Wilf Bartrop (22 November 1887 – 7 November 1918) was a professional footballer, who played as a forward for several English sides prior to the First World War. He was killed in action, days before the end of the war.

==Club career==

He started his career at home side Worksop before transferring to Barnsley on 21 June 1909. He played in both FA Cup finals that Barnsley reached in 1910 and 1912. In the 1910 FA Cup, Bartrop scored a 'wonder goal' in a 1–0 quarter-final win over Queen's Park Rangers. In the final, Barnsley lost the replay 2–0 to Newcastle, after a 1–1 draw in the first tie. The 1912 cup final went again to a replay but Barnsley won, defeating West Bromwich Albion 1–0 in extra time, after a 0–0 draw in the first encounter. Many newspapers, including the Manchester Guardian, praised his play in the replay.

At the end of the 1913–14 season he transferred to Liverpool where he played a total of 3 games before his career was interrupted by the First World War.

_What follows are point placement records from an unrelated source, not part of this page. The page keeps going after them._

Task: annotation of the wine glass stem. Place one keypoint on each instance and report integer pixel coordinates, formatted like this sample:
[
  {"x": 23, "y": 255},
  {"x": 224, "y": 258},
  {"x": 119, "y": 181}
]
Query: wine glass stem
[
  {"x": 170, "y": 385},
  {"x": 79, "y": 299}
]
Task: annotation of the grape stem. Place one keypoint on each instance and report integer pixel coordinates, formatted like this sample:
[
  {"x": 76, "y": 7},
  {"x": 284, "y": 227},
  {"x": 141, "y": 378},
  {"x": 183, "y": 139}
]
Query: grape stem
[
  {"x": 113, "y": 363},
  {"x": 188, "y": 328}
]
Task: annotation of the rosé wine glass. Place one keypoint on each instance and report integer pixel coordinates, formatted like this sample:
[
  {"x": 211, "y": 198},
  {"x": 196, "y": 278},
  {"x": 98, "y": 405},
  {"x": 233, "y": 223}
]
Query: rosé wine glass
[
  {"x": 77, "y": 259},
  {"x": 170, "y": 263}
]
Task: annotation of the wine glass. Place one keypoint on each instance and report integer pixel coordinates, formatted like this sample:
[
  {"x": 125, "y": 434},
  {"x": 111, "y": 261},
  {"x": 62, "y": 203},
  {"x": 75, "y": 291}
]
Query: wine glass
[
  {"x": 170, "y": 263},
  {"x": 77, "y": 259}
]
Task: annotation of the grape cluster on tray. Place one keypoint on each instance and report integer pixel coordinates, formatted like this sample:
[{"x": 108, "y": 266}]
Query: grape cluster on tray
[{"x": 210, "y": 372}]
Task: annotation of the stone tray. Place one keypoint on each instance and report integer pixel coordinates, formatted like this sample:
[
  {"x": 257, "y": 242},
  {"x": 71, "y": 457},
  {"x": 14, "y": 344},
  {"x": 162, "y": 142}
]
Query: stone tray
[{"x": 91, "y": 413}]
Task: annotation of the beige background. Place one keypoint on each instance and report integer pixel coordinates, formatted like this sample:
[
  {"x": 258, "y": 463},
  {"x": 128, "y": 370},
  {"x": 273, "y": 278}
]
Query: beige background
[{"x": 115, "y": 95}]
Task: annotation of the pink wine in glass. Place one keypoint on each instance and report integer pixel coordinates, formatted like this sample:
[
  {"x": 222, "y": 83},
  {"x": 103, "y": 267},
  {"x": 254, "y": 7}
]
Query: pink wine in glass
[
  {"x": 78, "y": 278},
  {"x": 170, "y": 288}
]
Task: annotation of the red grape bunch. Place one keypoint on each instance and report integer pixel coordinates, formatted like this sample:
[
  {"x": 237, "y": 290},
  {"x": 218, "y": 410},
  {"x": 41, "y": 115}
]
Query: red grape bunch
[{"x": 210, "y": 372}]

A biography of Wilfred Bartrop, entitled 'Swifter than the Arrow', was published in December 2008.

==Honours==
Barnsley
- FA Cup: Winners 1912

His FA Cup winners medal was sold in 2008 for £14400 – more than twice its estimate price.

==Military service==
He joined the Royal Field Artillery as a Gunner in a Trench Mortar Battery. He was serving in Belgium when his unit came under heavy artillery fire at the river Escaut on 7 November 1918. Bartrop was severely wounded in the legs and chest by an airburst and died of wounds seconds later. His death took place 4 days before the armistice.

The opening display in an exhibition on Football and the Great War at the National Football Museum, Manchester, UK (2014 to 2015) focused on Wilfred Bartrop. The display included photographs, archive film footage and memorabilia including Bartrop's FA Cup winner's medal.